Models deployed in hospitals must naturally understand complex abbreviations, sudden interruptions, medical shorthand, specialty-specific language, and strict compliance constraints. By training specifically on these unique edge cases, vertical AI labs like Corti are building a formidable moat that companies relying solely on API calls to generalized large language models cannot easily cross.

Availability and product lineup

The developers are clearly paying attention to the performance difference. According to Momentum data provided to VentureBeat, Corti is seeing a 30% increase in new sign-ups for its platform in a quarter-to-date comparison, indicating that developers and healthcare builders are actively gravitating toward vertical, clinical-grade models rather than generic APIs.

Corti, which already serves more than 100 million patients annually across major health systems, including the UK National Health Service (NHS), is introducing Symphony for Speech-to-Text as the default engine for its next generation healthcare software.

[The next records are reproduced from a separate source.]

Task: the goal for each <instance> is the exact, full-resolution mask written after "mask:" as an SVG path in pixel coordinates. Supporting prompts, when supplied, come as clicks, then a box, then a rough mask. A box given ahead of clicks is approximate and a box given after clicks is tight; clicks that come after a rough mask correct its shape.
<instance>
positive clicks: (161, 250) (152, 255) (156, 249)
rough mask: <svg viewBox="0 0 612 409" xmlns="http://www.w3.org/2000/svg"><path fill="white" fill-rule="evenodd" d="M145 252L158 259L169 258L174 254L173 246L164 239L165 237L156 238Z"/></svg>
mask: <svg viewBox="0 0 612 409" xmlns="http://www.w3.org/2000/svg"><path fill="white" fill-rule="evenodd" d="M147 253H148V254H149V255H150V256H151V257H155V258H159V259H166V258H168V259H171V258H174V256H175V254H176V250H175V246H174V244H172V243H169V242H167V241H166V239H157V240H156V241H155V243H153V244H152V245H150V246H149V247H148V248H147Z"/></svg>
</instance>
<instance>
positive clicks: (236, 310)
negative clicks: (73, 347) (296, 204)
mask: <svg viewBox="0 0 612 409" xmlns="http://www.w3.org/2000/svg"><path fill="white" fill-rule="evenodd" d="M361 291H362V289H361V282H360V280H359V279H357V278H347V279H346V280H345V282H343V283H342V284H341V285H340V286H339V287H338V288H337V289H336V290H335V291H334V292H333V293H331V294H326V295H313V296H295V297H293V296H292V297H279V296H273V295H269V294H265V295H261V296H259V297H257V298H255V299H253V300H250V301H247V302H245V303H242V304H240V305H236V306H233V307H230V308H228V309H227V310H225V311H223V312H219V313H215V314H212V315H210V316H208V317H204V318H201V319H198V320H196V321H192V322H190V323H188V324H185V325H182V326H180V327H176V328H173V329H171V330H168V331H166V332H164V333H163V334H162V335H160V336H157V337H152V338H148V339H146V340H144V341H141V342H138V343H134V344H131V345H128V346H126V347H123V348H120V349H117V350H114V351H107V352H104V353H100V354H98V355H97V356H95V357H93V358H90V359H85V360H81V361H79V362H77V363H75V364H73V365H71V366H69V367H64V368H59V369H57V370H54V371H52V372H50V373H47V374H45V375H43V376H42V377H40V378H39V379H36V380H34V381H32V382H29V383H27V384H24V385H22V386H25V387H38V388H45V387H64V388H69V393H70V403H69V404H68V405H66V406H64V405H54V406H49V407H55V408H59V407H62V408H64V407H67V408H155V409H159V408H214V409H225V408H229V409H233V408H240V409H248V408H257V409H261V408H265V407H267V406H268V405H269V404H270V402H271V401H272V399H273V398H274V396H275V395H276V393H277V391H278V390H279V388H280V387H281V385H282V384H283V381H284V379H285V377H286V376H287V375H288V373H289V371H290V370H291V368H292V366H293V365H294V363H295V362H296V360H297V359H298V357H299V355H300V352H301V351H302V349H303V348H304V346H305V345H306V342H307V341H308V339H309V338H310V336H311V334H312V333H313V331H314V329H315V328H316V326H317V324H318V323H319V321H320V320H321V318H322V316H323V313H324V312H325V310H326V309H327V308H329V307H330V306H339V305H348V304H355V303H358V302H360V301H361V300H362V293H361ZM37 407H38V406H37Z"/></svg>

It’s important to note that Corti isn’t launching a comprehensive Symfony platform today; Rather, Symfony for Speech-to-Text operates as a new, distinct capability within that broader ecosystem, accessible through its own API endpoint.

Symfony for speech-to-text is generally available starting today. Developers and enterprise architects can access the model through the Corti API console, with full technical documentation available to help integrate the clinical-grade speech layer into their existing applications.

Taking a step towards research transparency, Corti has also published its full research paper, detailing its methodology, as well as a separate comparison tool designed to support transparent evaluation of medical speech recognition systems across the industry.

As the healthcare industry continues to rapidly adopt AI-powered automation, the foundational data layer has never been more important. Corti’s latest launch is a stark reminder that in the medical field, general AI is not good enough. The future belongs to the experts.